= Evan Rosenfeld =

American film producer

Evan Rosenfeld is a film and television producer born in Miami, Florida.

Evan is currently the Showrunner, Director and Executive Producer of Warriors of Liberty City, a 6 episode documentary series he created premiering on Starz September 16, 2018. LeBron James and Maverick Carter also serve as Executive Producers through their SpringHill Entertainment production company.

Warriors of Liberty City follows a youth football program co-founded by rapper Luther Campbell (Uncle Luke) in Miami's Liberty City neighborhood. The neighborhood is synonymous with poverty and gun violence, but is also known for producing the most, and the best, NFL players in the country (Antonio Brown, Devonta Freeman, Chad Johnson, Duke Johnson, TY Hilton, Amari Cooper, Teddy Bridgewater)

The series had its world premiere at the 2018 South by Southwest Film Festival (SXSW) as the first ever documentary series to premiere at the festival.

Previous to Warriors, Evan was the Showrunner and Executive Producer of VICE World of Sports, a sports documentary series currently in its second season on VICE Media’s cable television network VICELAND. The series premiered at the 2016 Tribeca Film Festival.

VICE World of Sports, which won “Outstanding Sports Program" at the Producers Guild of America Awards 2016, is Evan's first series in the Showrunner position. The show was also nominated for a "Best Sports Documentary" Emmy at the 2018 Sports Emmy Awards.

Before VICE, Evan got his start at Miami based documentary studio Rakontur and then moved on to Mandalay Sports Media, a sports entertainment company owned by filmmaker Mike Tollin and Peter Guber.

He started his work in film on the 2006 cult-classic documentary Cocaine Cowboys (Magnolia Pictures) and was an associate producer on the sequel, Cocaine Cowboys 2 (Magnolia Pictures / 2008).

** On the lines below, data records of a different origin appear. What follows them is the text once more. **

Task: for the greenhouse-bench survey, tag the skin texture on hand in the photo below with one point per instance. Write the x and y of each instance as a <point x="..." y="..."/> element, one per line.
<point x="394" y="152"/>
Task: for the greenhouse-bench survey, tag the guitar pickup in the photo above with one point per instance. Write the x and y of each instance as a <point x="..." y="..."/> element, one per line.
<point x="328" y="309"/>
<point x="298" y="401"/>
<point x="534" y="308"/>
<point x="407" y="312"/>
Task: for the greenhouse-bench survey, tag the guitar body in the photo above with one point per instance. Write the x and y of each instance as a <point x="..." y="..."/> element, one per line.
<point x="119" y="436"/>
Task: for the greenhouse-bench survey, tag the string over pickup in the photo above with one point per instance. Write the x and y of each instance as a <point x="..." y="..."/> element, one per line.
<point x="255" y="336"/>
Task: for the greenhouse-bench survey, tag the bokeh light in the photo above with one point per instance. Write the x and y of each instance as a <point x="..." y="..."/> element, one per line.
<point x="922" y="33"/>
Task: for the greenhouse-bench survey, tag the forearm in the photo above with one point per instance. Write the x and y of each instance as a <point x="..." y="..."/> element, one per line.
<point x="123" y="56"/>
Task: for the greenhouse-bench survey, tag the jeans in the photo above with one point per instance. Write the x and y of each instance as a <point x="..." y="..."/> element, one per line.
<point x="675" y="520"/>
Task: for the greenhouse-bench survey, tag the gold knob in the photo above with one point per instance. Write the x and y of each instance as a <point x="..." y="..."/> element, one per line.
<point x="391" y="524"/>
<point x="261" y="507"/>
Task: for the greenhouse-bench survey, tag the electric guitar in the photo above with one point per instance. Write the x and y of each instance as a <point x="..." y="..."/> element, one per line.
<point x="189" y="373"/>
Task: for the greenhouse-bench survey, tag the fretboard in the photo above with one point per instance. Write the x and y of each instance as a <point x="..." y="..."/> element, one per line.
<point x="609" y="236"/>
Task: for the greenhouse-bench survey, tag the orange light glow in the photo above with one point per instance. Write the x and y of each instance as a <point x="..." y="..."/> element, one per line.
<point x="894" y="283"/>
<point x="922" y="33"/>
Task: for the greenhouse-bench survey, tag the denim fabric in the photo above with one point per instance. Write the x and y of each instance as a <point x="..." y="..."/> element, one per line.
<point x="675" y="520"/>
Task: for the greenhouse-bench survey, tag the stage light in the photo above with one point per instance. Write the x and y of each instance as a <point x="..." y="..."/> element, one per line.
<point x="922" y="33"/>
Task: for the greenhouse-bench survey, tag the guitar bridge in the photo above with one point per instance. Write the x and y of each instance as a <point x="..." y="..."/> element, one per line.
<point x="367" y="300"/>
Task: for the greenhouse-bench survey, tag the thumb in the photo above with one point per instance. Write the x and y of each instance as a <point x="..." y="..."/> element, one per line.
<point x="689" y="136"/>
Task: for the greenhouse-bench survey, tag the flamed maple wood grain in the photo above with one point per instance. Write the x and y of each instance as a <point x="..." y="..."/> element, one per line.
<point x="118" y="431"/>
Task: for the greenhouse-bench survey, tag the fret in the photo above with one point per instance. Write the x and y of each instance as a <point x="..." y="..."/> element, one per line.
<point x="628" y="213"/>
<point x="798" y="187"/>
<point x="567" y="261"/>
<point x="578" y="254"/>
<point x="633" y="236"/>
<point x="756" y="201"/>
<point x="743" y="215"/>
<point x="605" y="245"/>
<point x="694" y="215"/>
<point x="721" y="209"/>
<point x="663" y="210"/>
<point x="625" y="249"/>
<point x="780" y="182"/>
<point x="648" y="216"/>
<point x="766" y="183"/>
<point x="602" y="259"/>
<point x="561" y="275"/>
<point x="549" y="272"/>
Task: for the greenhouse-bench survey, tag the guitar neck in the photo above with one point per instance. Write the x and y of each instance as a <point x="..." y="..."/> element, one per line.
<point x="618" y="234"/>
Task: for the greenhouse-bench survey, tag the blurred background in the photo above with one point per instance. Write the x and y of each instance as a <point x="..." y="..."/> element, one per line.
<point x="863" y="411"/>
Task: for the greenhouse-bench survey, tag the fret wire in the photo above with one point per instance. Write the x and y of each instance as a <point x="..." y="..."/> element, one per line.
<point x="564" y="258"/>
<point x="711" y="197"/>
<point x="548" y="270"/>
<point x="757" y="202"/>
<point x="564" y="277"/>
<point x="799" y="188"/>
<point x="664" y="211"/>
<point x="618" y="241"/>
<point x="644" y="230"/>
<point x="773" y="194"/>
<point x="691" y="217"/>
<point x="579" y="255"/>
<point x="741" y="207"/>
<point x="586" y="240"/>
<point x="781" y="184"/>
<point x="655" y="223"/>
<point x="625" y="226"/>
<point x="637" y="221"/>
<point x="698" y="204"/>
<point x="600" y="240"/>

Evan was nominated for a Sports Emmy Award for his work on The U, a 2009 ESPN Films "30 for 30" project that premiered to record breaking ratings.

In October 2012, Broke, a documentary Evan produced, premiered on ESPN to kickoff their second "30 for 30" season. Broke looks at the intersection of money and sports in the last 20 years, and the recent epidemic of big stars losing it all. Broke premiered to 2.53 million viewers, becoming the highest rated film in the "30 for 30" series, besting a previous record set by The U.

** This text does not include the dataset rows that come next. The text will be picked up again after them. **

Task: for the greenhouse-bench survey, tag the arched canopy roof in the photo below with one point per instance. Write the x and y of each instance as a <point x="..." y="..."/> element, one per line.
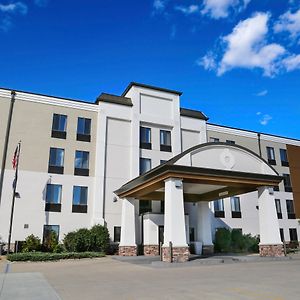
<point x="209" y="171"/>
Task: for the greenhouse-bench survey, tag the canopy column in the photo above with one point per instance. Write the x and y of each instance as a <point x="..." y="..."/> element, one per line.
<point x="204" y="234"/>
<point x="174" y="229"/>
<point x="270" y="242"/>
<point x="127" y="245"/>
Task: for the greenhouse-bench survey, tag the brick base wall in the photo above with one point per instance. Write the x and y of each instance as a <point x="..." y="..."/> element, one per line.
<point x="271" y="250"/>
<point x="207" y="249"/>
<point x="151" y="250"/>
<point x="180" y="254"/>
<point x="127" y="250"/>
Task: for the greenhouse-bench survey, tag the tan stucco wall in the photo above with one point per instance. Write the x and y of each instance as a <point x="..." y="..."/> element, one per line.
<point x="32" y="124"/>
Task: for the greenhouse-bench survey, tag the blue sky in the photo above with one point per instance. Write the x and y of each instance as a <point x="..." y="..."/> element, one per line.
<point x="238" y="61"/>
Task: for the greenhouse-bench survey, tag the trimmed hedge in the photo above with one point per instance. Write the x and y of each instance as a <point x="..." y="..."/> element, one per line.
<point x="46" y="256"/>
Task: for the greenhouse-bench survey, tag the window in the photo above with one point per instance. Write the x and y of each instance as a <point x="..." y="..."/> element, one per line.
<point x="284" y="158"/>
<point x="214" y="140"/>
<point x="219" y="208"/>
<point x="117" y="234"/>
<point x="56" y="161"/>
<point x="271" y="156"/>
<point x="59" y="126"/>
<point x="281" y="234"/>
<point x="145" y="206"/>
<point x="235" y="207"/>
<point x="290" y="209"/>
<point x="53" y="197"/>
<point x="82" y="163"/>
<point x="165" y="141"/>
<point x="287" y="182"/>
<point x="80" y="195"/>
<point x="49" y="231"/>
<point x="145" y="138"/>
<point x="192" y="234"/>
<point x="278" y="208"/>
<point x="293" y="234"/>
<point x="84" y="129"/>
<point x="145" y="165"/>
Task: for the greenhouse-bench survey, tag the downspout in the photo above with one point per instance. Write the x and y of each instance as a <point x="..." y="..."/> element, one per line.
<point x="6" y="141"/>
<point x="259" y="144"/>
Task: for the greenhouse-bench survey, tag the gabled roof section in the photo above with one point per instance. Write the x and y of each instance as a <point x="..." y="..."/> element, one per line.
<point x="151" y="87"/>
<point x="191" y="113"/>
<point x="114" y="99"/>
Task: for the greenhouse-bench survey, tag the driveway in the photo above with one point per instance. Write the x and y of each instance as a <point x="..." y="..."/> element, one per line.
<point x="106" y="278"/>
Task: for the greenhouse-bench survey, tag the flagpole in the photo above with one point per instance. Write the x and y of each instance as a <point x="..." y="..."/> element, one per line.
<point x="13" y="198"/>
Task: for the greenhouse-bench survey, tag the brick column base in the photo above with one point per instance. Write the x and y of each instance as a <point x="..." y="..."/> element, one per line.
<point x="127" y="250"/>
<point x="180" y="254"/>
<point x="271" y="250"/>
<point x="151" y="250"/>
<point x="207" y="249"/>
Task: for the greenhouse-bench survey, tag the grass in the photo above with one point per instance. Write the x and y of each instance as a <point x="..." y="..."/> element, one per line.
<point x="45" y="256"/>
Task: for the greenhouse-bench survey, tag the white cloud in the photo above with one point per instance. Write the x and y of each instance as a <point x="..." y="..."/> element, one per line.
<point x="187" y="10"/>
<point x="246" y="47"/>
<point x="217" y="9"/>
<point x="291" y="62"/>
<point x="262" y="93"/>
<point x="159" y="5"/>
<point x="289" y="22"/>
<point x="208" y="62"/>
<point x="265" y="119"/>
<point x="16" y="7"/>
<point x="41" y="3"/>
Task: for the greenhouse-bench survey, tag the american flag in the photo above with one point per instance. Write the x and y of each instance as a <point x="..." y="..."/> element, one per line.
<point x="15" y="160"/>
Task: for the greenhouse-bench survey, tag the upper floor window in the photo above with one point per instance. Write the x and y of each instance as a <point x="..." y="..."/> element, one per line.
<point x="80" y="196"/>
<point x="165" y="141"/>
<point x="287" y="182"/>
<point x="271" y="156"/>
<point x="145" y="138"/>
<point x="82" y="163"/>
<point x="284" y="158"/>
<point x="53" y="197"/>
<point x="219" y="208"/>
<point x="84" y="129"/>
<point x="214" y="140"/>
<point x="59" y="126"/>
<point x="145" y="165"/>
<point x="290" y="209"/>
<point x="56" y="161"/>
<point x="278" y="208"/>
<point x="235" y="207"/>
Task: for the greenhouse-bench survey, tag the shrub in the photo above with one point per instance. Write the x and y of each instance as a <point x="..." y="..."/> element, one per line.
<point x="96" y="239"/>
<point x="99" y="239"/>
<point x="32" y="243"/>
<point x="46" y="256"/>
<point x="223" y="240"/>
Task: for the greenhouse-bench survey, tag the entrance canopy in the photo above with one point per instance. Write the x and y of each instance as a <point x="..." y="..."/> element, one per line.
<point x="208" y="171"/>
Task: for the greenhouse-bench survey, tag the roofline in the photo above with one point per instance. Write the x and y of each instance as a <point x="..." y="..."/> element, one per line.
<point x="192" y="113"/>
<point x="161" y="169"/>
<point x="252" y="131"/>
<point x="147" y="86"/>
<point x="49" y="96"/>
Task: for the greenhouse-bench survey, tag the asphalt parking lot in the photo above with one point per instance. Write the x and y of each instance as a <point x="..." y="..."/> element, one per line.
<point x="106" y="278"/>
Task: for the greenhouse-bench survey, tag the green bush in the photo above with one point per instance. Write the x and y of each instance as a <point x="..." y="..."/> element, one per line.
<point x="32" y="243"/>
<point x="223" y="240"/>
<point x="46" y="256"/>
<point x="235" y="241"/>
<point x="96" y="239"/>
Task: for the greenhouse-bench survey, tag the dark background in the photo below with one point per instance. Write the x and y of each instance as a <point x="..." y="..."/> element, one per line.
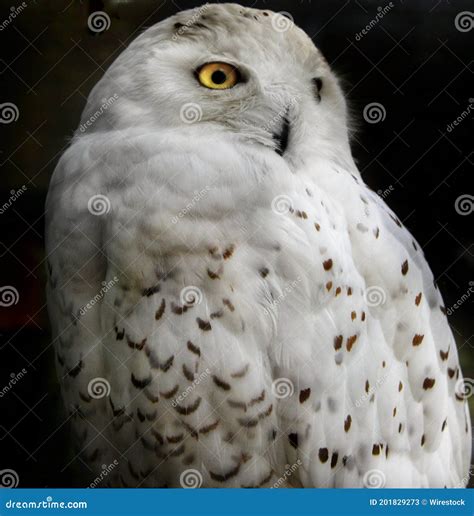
<point x="414" y="62"/>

Also in 2012, Evan was the Executive Producer of the Sundance Film Festival selected short film Life and Freaky Times of Uncle Luke starring Luther "Uncle Luke" Campbell. The film received 5 (of 5) stars from Film Threat and was one of Indiewire's 10 must see short films from this year's festival. In 2014 it was named one of the "Twenty-five must-see short films from over a century of cinema."

In 2013, Evan was the senior producer of an NBA and CBS documentary Summer Dreams, a two-hour special that follows the players, personalities and behind-the-scenes drama at the NBA Summer League. The special premiered on March 15 on CBS in prime time.

In 2015, Evan produced "Kareem: Minority of One," an HBO documentary about basketball great Kareem Abdul-Jabbar.

Evan is also producing and directing a feature-length documentary that chronicles the introduction of American football to South Asia and the start of the first professional league, the EFLI. The Elite Football League of India (EFLI) is the first professional American football league in India, Pakistan and Sri Lanka. Founded in late 2011, the EFLI was started to create new opportunities for athletes in the region. The league consists of eight teams, five located in various cities across India, two in Sri Lanka, and one from Pakistan.

His other projects include Dawg Fight, a brutal exposé on underground backyard MMA fighting in one of Miami's toughest neighborhoods, which was released in 2015 on Netflix.

Maxim Magazine profiled Dawg Fight in a 6-page feature.